He shot about 140 hours of film over a two-year period. Haskell was wary at first, but Mark encouraged him to take a camera and film their encounters, leading to scenes where both men move around, wielding cameras like, well, light-sabers. "The cameras gave us a connection, a way of talking about our feelings in a way we couldn't otherwise do," says Mark. "The camera was a shield for me because it's not easy for anyone to spend that much time around your family. As Baba Ram Dass once said, 'If you think you're enlightened, go spend a week with your parents.' "

The end result is meta-layered cinema. When Haskell complains about Mark asking him to identify the setting of their interview, it's not just a father criticizing his son, it's a confrontation between a "don't tell 'em what to think" cinema verite master and his touchy-feely "help the audience along" disciple. Mark doesn't spare himself. In one scene, we see him miss all the speeches at Haskell's 80th birthday because of a bad sound connection. In fact, "Tell Them Who You Are" fits squarely into the new genre of nonfiction film that perhaps should be called the Me Documentary, the personal film that is indelibly shaped by the presence of the filmmaker.

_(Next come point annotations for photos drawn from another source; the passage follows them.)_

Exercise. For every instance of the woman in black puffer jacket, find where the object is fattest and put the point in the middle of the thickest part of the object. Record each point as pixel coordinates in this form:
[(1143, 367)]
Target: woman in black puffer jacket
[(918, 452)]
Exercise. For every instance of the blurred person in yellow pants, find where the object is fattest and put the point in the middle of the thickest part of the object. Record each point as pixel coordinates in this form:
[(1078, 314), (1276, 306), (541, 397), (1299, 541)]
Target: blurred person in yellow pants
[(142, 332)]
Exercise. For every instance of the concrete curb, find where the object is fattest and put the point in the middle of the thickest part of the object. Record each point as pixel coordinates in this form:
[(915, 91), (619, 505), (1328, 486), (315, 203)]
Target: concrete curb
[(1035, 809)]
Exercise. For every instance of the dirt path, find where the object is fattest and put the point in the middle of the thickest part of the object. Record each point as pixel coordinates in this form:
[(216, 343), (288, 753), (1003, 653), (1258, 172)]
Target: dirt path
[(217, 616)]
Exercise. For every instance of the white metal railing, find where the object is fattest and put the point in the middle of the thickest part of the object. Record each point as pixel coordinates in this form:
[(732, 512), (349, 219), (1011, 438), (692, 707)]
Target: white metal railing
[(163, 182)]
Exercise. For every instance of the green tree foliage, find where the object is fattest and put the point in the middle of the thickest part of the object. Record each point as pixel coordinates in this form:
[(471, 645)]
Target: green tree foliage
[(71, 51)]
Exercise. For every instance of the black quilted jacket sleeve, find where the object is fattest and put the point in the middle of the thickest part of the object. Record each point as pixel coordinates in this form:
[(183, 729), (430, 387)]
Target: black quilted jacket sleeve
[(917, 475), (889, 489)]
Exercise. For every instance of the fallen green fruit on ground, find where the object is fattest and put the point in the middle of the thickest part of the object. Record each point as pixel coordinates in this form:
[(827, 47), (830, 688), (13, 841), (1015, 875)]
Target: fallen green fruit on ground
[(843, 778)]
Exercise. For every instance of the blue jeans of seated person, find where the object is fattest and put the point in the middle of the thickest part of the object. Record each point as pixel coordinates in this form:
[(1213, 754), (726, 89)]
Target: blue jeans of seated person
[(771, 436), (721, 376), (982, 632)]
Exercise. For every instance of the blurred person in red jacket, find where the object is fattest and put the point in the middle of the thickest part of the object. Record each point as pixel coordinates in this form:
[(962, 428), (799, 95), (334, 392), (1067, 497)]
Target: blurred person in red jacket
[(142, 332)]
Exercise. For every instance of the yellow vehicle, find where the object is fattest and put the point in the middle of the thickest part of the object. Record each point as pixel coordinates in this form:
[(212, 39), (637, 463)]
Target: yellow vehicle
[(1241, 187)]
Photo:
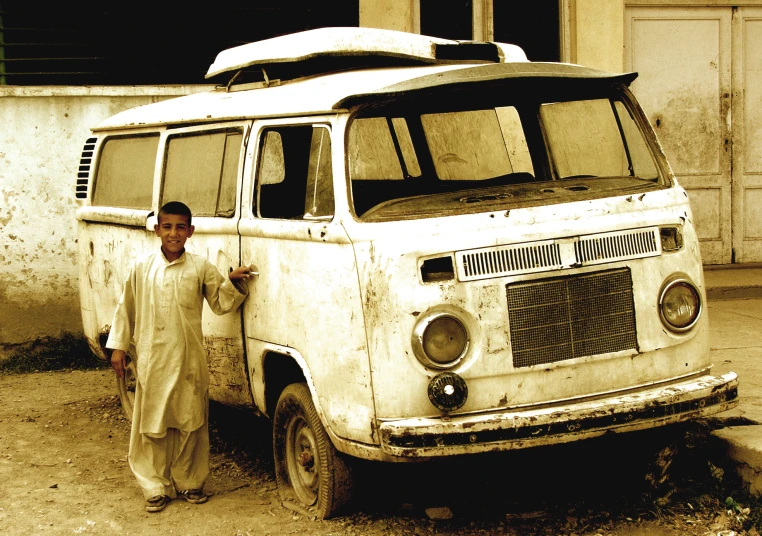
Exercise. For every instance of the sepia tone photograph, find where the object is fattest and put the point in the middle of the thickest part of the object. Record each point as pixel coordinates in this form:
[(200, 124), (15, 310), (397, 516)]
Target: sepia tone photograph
[(381, 267)]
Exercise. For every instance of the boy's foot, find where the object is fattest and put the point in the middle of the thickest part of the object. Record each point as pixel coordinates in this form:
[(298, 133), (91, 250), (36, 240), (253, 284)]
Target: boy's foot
[(157, 503), (193, 496)]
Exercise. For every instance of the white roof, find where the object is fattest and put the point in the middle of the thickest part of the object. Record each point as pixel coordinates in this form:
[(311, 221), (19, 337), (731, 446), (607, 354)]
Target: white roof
[(307, 96), (345, 41)]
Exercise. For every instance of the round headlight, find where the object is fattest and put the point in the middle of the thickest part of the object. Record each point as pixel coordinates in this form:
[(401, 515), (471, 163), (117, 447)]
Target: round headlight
[(679, 305), (440, 339), (444, 340), (448, 391)]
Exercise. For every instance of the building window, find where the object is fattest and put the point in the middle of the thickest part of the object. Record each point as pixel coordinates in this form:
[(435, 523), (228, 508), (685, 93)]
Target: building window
[(125, 44), (449, 19)]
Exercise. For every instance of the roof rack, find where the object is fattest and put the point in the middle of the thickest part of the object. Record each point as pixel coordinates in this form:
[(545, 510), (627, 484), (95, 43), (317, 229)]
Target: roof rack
[(336, 48)]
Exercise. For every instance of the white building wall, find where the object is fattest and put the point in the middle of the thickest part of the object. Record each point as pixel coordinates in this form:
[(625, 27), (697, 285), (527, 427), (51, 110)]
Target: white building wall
[(43, 130)]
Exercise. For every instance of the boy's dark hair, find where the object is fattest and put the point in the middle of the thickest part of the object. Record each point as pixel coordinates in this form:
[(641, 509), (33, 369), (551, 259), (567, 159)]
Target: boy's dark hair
[(177, 208)]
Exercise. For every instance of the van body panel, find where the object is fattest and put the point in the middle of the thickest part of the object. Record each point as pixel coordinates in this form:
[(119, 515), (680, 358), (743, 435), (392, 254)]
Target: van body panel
[(307, 298)]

Although reality TV surely has played a big role in shaping the new genre, it really owes an even bigger debt to the literary memoir. For the last decade, memoirs have become star-making machinery in literary circles, bringing celebrity to the likes of Tobias Wolff ("This Boy's Life"), Dave Eggers ("A Heartbreaking Work of Staggering Genius"), Mary Karr ("The Liars' Club") and Kathryn Harrison ("The Kiss"). If there's any work that's especially close to Mark's film, it's probably Christopher Dickey's "Summer of Deliverance," a memoir about his difficult relationship with his famous poet father, James Dickey.

Personal documentaries used to get the bum's rush in traditional film circles. But in recent years, gifted filmmakers have jumped out from behind the camera and into their films, including Ross McElwee ("Bright Leaves"), Nathaniel Kahn ("My Architect"), Zana Briski and Ross Kauffman ("Born Into Brothels"), Morgan Spurlock ("Super Size Me") and, how could we forget, Michael Moore, who has married Haskell's old-school activism with reality TV showmanship.

"Documentaries today can be as incredibly personal, deeply felt and as ripped from your insides as an Ingmar Bergman movie," says ThinkFilm chief Mark Urman, who is releasing the Wexler film and also put out "Born Into Brothels," which won an Oscar this year. "These new films are very self-referential and incredibly sophisticated. Look at 'Born Into Brothels.' If someone had just made a film about kids in a Calcutta slum, well, you've seen that before. But the film is very much about Zana's journey as a photographer. She's not just influencing the story she's telling; she's the heroine of her own story."

I'll leave it to the critics to say who's the hero of "Tell Them Who You Are," but for me, both men deserve a medal, Haskell for giving his son the freedom to tell his father's life story, Mark for artfully balancing his father's cranky integrity with his imperfections. After Mark showed Haskell the final film, he says Haskell tearily told him, "If no one else sees this film, although I hope they do, it'll still be good, just for the two of us." Haskell would probably hate to hear anyone say that in a Hollywood movie, but that's the beauty of this new kind of documentary. In real life, simple sentiment packs an awfully big wallop.